Mangin: The T3010 needs better taxonomy, so that charities can check boxes regarding their activities. The categories now are so wide that it’s hard to tell what they’re doing in parts of the sector. For example, we don’t have a good sense of how many foundations in the country run international development activities and provide international assistance. We have some sense of it, but the aggregated data is limited, and trying to figure out trends is complicated, and it doesn’t have to be. The T3010 could be improved to be more user friendly and to capture better and more in-depth information about the sector — and to help us tell stories about contributions more effectively.
And the context is good now, because of the new DQ and new legislation about Non-Qualified Donees, so there’s an opportunity to revisit the T3010 form — to start tracking information about receiving funding, and from whom, and for what kind of activities. Also, there’s an opportunity to track profile characteristics about organizations, such as whether they’re LGBTQ-led or Indigenous-led or other information. The Canada Revenue Agency is moving in that direction. They’re in conversation with many players in the sector, so I’m hopeful.

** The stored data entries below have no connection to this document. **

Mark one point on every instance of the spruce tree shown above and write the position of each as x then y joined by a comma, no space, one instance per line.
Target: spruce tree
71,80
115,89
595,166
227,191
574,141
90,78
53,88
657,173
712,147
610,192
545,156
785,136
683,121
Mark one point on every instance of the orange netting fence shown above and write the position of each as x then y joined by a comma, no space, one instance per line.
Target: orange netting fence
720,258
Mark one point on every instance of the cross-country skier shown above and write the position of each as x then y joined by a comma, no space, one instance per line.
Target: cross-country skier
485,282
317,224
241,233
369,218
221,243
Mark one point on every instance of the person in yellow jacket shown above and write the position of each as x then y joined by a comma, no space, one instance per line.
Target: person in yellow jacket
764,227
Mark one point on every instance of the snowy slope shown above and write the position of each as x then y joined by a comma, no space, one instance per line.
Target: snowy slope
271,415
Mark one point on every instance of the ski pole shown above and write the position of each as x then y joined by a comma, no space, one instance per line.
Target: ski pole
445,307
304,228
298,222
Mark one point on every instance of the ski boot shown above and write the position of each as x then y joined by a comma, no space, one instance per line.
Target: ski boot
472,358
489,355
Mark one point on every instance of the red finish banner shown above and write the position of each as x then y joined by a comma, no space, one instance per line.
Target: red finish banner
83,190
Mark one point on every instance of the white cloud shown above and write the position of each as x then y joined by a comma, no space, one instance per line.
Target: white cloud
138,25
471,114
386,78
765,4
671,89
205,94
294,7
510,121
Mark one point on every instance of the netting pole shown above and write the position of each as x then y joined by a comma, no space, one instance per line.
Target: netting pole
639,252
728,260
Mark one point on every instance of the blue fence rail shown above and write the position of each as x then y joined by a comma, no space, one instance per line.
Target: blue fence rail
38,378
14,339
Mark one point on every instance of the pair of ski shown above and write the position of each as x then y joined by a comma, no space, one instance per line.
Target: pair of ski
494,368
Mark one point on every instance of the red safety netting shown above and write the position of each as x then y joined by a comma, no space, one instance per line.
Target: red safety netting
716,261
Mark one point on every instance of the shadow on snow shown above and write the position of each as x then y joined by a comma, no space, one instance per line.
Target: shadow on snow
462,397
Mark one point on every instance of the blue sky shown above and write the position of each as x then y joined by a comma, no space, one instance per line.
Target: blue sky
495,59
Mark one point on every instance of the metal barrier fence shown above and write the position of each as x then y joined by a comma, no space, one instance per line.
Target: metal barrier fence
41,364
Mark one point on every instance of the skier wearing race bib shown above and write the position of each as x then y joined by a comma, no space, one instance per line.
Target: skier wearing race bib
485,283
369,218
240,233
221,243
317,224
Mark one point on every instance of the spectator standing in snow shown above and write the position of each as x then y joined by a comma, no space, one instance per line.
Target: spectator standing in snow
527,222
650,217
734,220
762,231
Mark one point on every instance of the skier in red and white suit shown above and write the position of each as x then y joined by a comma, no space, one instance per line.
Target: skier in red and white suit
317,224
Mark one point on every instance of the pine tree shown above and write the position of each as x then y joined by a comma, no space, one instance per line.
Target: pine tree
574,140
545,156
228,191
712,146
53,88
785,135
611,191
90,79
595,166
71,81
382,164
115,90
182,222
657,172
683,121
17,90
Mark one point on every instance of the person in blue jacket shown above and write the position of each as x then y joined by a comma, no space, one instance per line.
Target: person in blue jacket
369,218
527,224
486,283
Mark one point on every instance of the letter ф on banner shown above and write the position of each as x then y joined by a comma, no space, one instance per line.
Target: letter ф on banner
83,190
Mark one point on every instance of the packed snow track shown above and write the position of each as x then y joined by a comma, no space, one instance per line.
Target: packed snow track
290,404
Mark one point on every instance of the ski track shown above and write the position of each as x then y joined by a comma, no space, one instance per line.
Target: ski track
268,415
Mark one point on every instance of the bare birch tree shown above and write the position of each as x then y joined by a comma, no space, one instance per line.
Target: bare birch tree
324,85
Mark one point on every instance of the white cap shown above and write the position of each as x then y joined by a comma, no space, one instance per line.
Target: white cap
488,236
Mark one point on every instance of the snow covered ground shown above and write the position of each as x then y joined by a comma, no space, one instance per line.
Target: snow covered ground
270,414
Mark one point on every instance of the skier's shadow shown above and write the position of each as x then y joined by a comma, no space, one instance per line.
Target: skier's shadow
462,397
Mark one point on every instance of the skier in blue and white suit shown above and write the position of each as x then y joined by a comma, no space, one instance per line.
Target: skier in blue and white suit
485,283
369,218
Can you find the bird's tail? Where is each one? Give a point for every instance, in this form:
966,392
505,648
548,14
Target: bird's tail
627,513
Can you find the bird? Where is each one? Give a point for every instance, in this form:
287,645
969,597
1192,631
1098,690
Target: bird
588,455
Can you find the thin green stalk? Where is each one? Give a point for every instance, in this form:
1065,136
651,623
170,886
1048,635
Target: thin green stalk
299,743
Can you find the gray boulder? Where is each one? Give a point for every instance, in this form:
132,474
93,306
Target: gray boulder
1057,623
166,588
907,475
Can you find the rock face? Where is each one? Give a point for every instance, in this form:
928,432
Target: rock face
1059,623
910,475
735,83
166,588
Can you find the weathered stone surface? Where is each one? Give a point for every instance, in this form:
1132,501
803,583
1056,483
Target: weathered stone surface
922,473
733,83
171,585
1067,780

It’s not going to happen tomorrow, but I’m hoping in the next two or three years we have a new T3010 form.
Q: Are there other things that government can do?
Mangin: The T3010 is only one avenue. Statistics Canada is another. It took a massive snapshot of the sector in the early 2000s, so it’s overdue for an update. There’s interest from Stats Can to be more engaged — to take regular snapshots about the sector and to collect data that’s currently hard to obtain through the T3010.
Another avenue is the work done in the sector itself. For example, the CICP-PCPOB initiative launched by Carleton last year. Asking specific questions every couple of weeks gives us a feeling for the pulse of the sector, especially of issues facing the sector.
We have limited resources to try to improve data collection and analysis. The key player has to be government; that’s why I’m putting an emphasis on the T3010 and engaging Statistics Canada — and helping to create platforms. The use of government administrative data must be more systematic.
Government sets the rules and framework. We need more regular reports from Statistics Canada about the charitable sector. There are conversations taking place about that.